With  Discordianism, Kerry Thornley and Greg Hill wanted to spread confusion. They created an overtly self-contradicting ‘religion’, with the aim of amusing people while making them question their assumptions. The ideas spread during the sixties, mainly through underground media and the mail, writing about new anarchist systems and inventing conspiracy theories.

One idea they spread was that of the Illuminati. This was a secret society, based on a real organisation founded in 1776 to spread enlightenment ideals. Contrary to historical accounts, it was claimed the group had continued in secret to the present day. This idea has become a major part of modern culture, appearing in the works of Dan Brown, hip-hop etc.

Among the early Discordians were Robert Anton Wilson and Bob Shea, who were working as editors at Playboy Magazine. They were drawn into the movement through various odd pieces of mail, which they replied to. Wilson began messing with his readers by publishing as many of these often contradictory stories as he could.

Wilson says he did not consider this a prank or hoax but “guerrilla ontology”.  He became increasingly exasperated with the fixed views on both the right and left of politics and wanted people to question the information they received, and to stop seeing their beliefs as inherently true. This ongoing mission of disinformation, of anti-propaganda, was named Operation Mindfuck. As John Higgs put it in an article for Darklore Magazine “The aim of Operation Mindfuck was to lead people into such a heightened sense of bewilderment and confusion that their rigid beliefs would shatter and be replaced by some form of enlightenment.”
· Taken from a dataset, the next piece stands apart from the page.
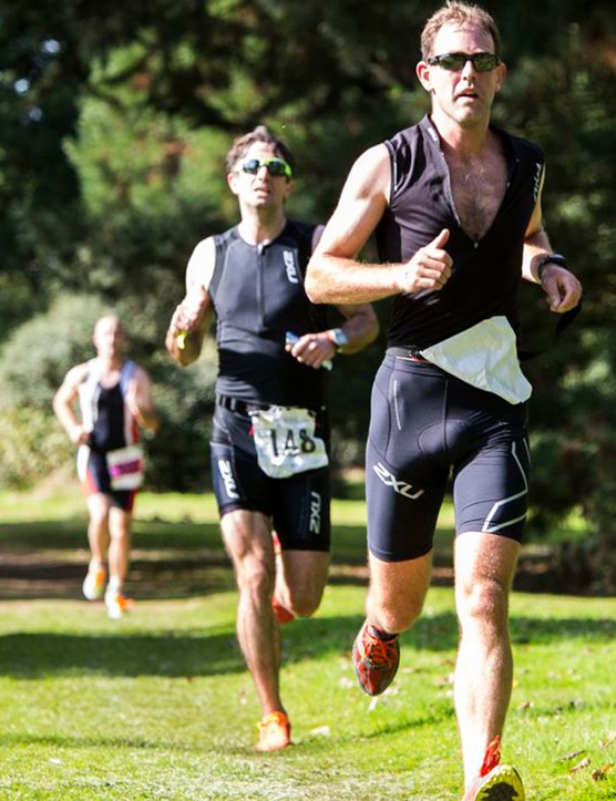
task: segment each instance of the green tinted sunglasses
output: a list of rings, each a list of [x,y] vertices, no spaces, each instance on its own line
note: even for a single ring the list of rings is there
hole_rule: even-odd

Over time, the operation grew, with Wilson and his associates beginning to receive letters from outside their group (as far as they could tell –  although they were becoming sceptical of everything).

Now, almost 50 years later, it appears as if Operation Mindfuck is present all around us. We are deluged with contradictory information. Both sides in the recent referendum marshalled statistics, facts and arguments to show how their side was correct. Without a decent amount of political and economic knowledge, there was no way to pick them apart. Rumours were reported as news, and those reports became news elsewhere. Truth became devalued in an era of fake news.

This has not gone entirely well. As John Higgs wrote about the results of Operation Mindfuck in January 2017, “the ideas behind Operation Mindfuck have since become a tool for those with a lust for political power, most blatantly Putin’s advisor Vladislav Surkov”. John linked to a short Adam Curtis film looking at Surkov’s career:

A Russian politician, Surkov came from the world of avant garde art to use the ideas of conceptual art in politics. He would sponsor various different groups and organisations, some of which were working directly against him. He then revealed this was happening, “a strategy of power that keeps any opposition hopelessly confused“. Like the Discordians, Surkov didn’t aim to put forward any particular worldview, rather to bewilder and confuse his opposition. As the economist magazine described it:

As the political mastermind for Vladimir Putin for most of the 2000s, Mr Surkov engineered a system of make-believe that worked devilishly well in the real world. Russia was a land of imitation political parties, stage-managed media and fake social movements, undergirded by the post-modern sense that nothing was genuine.

Operation Mindfuck began as a playful and active response to the world. Now it has been taken to its logical extreme in an increasingly dystopian world. Which raised the question: what next?